The designer shops around the square are still open for anyone with curiosity or extra time at this hour. It is now approaching 21:00 and the band is beginning to perform on the free stage set up directly in front of the Parroquia. The choice seats have been occupied for hours but the music is loud enough to enjoy from a bench at the far end of the square and focus on watching the people. We will actually attend three nights of this Jazz and Blues festival with a different program each evening. At 22:30 everything is in full swing and nobody is leaving the square. We slowly make our way through the crowd and down our favorite street. At this hour there are no cars but it is like walking through a postcard. We recall the beautiful Christmas eve photo we made there a couple of years earlier with all of the festive lights. Our last stage is a walk through Parque Juarez which would have been a hive of activity of families, dancing and basketball a few hours ago – now just beautiful well-lit walkways and a few locals taking their dogs for a late stroll.

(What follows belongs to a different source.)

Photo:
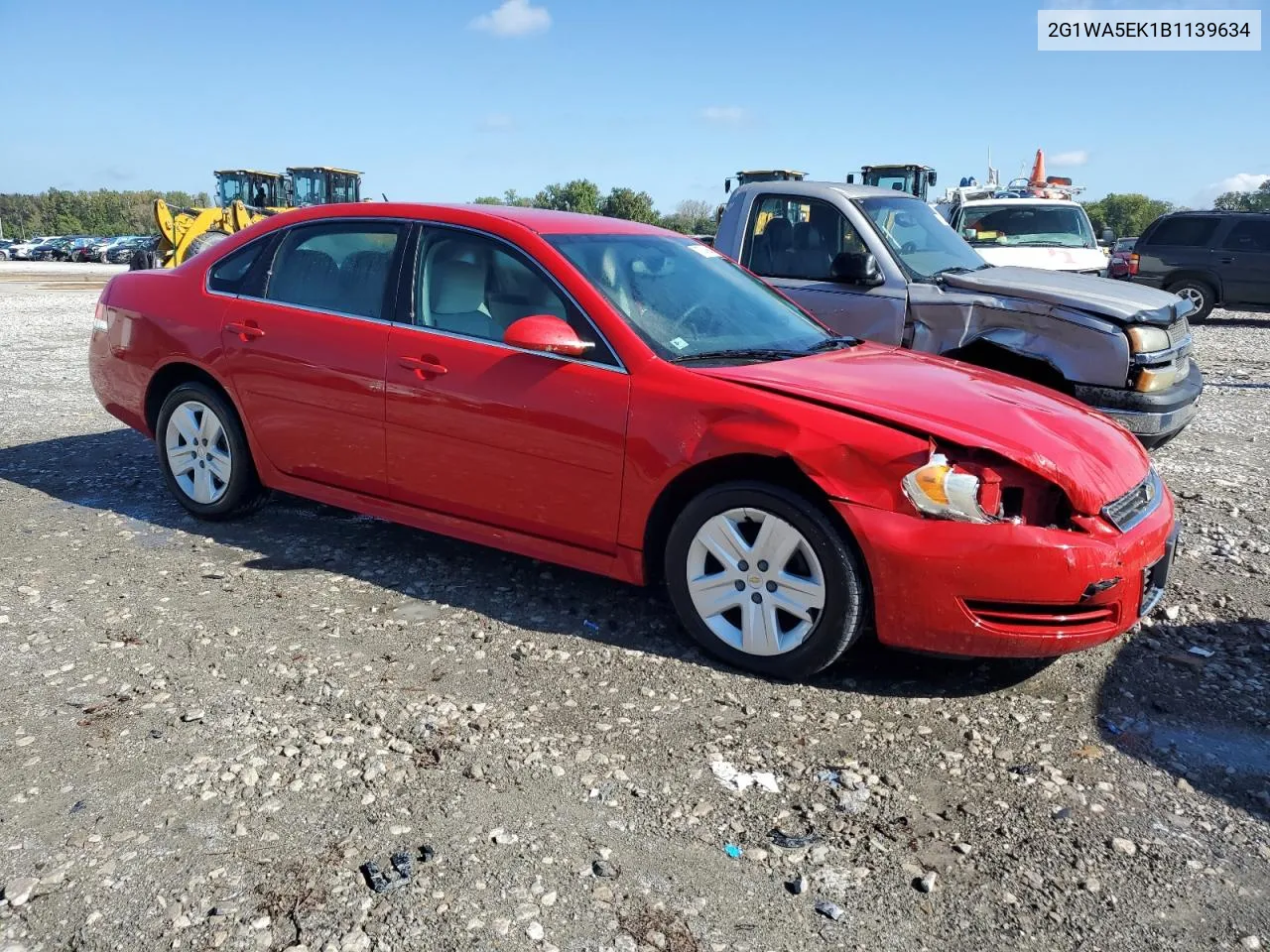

We pass the historic Antigua Santa Monica – restored by a famous Mexican opera singer of a century ago and enter our privada – a small private street of 10 homes. We are the last house – our second entry opens onto a street originally laid out as a road in 1542! We pass the extra lot we own and have developed as a cactus garden featuring an inukshuk built of the debris of local history to remind us of Canada. The gate responds to our code and we enter our little bit of Mexican heaven.
The balance of the season will include music of every variety – our favorite is the classics. A spectacular Writers Conference, genuine Opera, fading actors who are not quite ready to forget their better years. We attend a local congregation filled with people of shared history and hopes. If you have the skill and the energy there is endless golf, tennis, hiking and more. Then of course there is the shopping!
We turn on the fireplace, pour a glass of fine Mexican wine and reflect on the 25 years since we discovered San Miguel de Allende and the 12 years since we created our own home. We consider our good fortune and the privilege of living in a place that is so full of energy, spontaneity, culture, history, beauty and friends.